One morning, bleary-eyed, I went to the door when the bell rang and saw him standing in jogging kit. ‘Hey, how about joining me for the morning run?’ ‘No way, sir, not like this,’ I shrugged my shoulders. ‘I’ll keep waking you up every morning till you change your mind,’ he laughed and dashed off.
He was at it again, when I met him in his office. ‘Have you read this quotation by Christopher McDougall?’ he asked, handing me a paper. ‘Every morning in Africa, a gazelle wakes up, it knows it must outrun the fastest lion or it will be killed. Every morning in Africa, a lion wakes up. It knows it must run faster than the slowest gazelle, or it will starve. It doesn’t matter whether you’re the lion or a gazelle, when the sun comes up, you’d better be running. And when the sun rises in Mussoorie, we’d better be running,’ he quipped as both of us laughed.

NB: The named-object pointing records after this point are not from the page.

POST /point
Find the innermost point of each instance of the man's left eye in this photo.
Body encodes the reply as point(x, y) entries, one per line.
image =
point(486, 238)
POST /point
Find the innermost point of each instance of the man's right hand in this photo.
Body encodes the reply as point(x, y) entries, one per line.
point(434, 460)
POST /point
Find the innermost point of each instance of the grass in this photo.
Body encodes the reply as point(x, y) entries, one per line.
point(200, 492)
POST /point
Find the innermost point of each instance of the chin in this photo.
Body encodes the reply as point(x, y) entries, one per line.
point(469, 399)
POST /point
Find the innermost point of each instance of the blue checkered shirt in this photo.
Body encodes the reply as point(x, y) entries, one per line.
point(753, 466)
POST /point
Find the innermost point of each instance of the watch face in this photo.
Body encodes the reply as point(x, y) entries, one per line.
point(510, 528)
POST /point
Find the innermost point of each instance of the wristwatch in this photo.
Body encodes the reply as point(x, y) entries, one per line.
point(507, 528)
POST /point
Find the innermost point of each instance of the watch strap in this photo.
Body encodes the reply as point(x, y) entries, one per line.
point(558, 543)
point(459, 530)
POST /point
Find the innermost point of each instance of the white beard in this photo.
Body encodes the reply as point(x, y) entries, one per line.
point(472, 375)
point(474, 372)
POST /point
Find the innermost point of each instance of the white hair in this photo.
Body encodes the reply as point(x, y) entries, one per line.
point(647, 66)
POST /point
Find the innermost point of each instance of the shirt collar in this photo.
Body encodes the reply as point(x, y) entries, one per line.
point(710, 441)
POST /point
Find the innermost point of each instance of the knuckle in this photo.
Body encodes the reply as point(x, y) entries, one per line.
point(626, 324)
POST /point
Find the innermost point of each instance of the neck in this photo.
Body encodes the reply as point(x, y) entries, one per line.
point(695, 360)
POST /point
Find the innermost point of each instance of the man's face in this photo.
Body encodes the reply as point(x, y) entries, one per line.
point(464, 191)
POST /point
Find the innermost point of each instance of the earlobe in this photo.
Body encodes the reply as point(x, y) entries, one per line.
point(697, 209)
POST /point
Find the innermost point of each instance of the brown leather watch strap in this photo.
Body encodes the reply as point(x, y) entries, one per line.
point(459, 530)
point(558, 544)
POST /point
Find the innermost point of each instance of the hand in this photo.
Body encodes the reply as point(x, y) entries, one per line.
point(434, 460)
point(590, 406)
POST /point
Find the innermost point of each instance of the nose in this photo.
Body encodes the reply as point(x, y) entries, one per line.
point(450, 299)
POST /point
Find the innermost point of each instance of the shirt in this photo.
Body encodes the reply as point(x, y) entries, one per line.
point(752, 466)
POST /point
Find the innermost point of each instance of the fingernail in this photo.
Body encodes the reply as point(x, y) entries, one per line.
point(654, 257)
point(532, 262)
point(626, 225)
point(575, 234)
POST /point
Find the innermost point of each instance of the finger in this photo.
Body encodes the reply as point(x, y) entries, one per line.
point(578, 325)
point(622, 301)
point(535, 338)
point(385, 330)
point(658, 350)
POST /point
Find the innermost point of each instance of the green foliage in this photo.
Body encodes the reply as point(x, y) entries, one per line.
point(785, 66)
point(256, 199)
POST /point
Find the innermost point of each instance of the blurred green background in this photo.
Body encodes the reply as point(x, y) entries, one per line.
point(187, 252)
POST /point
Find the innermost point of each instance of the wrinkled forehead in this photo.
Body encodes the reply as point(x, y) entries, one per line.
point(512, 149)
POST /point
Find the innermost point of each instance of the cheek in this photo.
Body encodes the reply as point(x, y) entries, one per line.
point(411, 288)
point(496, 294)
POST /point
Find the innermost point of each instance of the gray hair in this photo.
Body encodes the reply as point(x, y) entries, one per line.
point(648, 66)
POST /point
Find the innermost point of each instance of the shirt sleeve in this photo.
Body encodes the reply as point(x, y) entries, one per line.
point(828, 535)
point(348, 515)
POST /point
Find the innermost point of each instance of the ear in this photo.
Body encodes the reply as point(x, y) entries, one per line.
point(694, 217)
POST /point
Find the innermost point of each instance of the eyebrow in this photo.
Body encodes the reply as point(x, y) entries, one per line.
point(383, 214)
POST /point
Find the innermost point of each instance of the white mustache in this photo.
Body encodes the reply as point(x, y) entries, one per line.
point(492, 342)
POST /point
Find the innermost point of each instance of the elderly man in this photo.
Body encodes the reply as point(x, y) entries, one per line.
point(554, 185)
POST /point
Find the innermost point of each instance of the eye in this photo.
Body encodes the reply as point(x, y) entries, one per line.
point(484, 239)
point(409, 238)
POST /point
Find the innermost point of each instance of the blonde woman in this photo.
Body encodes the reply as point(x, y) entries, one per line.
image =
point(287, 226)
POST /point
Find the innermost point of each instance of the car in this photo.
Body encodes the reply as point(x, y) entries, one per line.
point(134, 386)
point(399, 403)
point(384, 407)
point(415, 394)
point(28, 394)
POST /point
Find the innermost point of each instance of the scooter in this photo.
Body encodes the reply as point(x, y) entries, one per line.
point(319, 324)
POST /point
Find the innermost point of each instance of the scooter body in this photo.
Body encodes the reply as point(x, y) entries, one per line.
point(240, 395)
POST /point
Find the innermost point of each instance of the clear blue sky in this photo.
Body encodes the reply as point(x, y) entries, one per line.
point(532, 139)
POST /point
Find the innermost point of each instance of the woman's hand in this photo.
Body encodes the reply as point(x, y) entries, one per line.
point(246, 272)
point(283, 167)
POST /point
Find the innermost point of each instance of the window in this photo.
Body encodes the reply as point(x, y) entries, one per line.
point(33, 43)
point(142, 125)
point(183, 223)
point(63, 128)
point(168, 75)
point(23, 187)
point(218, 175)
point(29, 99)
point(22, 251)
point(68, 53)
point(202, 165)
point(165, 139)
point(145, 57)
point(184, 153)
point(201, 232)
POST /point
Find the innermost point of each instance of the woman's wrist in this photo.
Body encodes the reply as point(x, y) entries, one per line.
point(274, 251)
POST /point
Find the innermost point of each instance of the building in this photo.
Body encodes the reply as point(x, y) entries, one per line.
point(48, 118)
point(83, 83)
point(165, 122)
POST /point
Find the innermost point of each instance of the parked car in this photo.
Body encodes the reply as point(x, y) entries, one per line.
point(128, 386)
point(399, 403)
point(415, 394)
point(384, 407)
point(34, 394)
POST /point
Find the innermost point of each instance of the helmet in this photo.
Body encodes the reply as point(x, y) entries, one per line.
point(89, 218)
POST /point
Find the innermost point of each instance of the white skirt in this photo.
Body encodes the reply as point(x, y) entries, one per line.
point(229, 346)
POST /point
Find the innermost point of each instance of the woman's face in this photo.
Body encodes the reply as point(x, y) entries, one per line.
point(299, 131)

‘I’ll go for horse riding in the morning,’ I attempted to dodge him. ‘In that case, only the horses will lose weight,’ he retorted with a glint in his eyes. ‘It’s a 5 km half cross-country run, as I call it, from here to Company Garden, up onto Waverley school road, to the famous Library point and back to the academy. And thereafter, I’ll treat you to a cup of hot South Indian coffee, specially prepared by my wife; you probably don’t know what good South Indian coffee tastes like,’ he went on… ‘and once you pick up stamina, I’ll take you on a 9 km run, around the Guru Nanak centenary school hill.’
‘Okay sir, let me practice for a while, then I’ll join you,’ I yielded. And he had extracted the promise out of me, using the charm of his trademark gift of the gab.
‘And as the big batch of freshly selected entrants join next month, we’ll take them out for run every morning. It’ll flatten their pampered egos. One hour of morning run in the Himalayas can teach more than the books they have mugged up,’ tossing back the strands of his characteristic quiff, he summed it up airily.
‘Why not, a young field officer must have an aptitude for the outdoors and extensively tour to see things first-hand, rather than remain holed up in office or home,’ I chimed in.
He was smiling from ear to ear. He had won me over.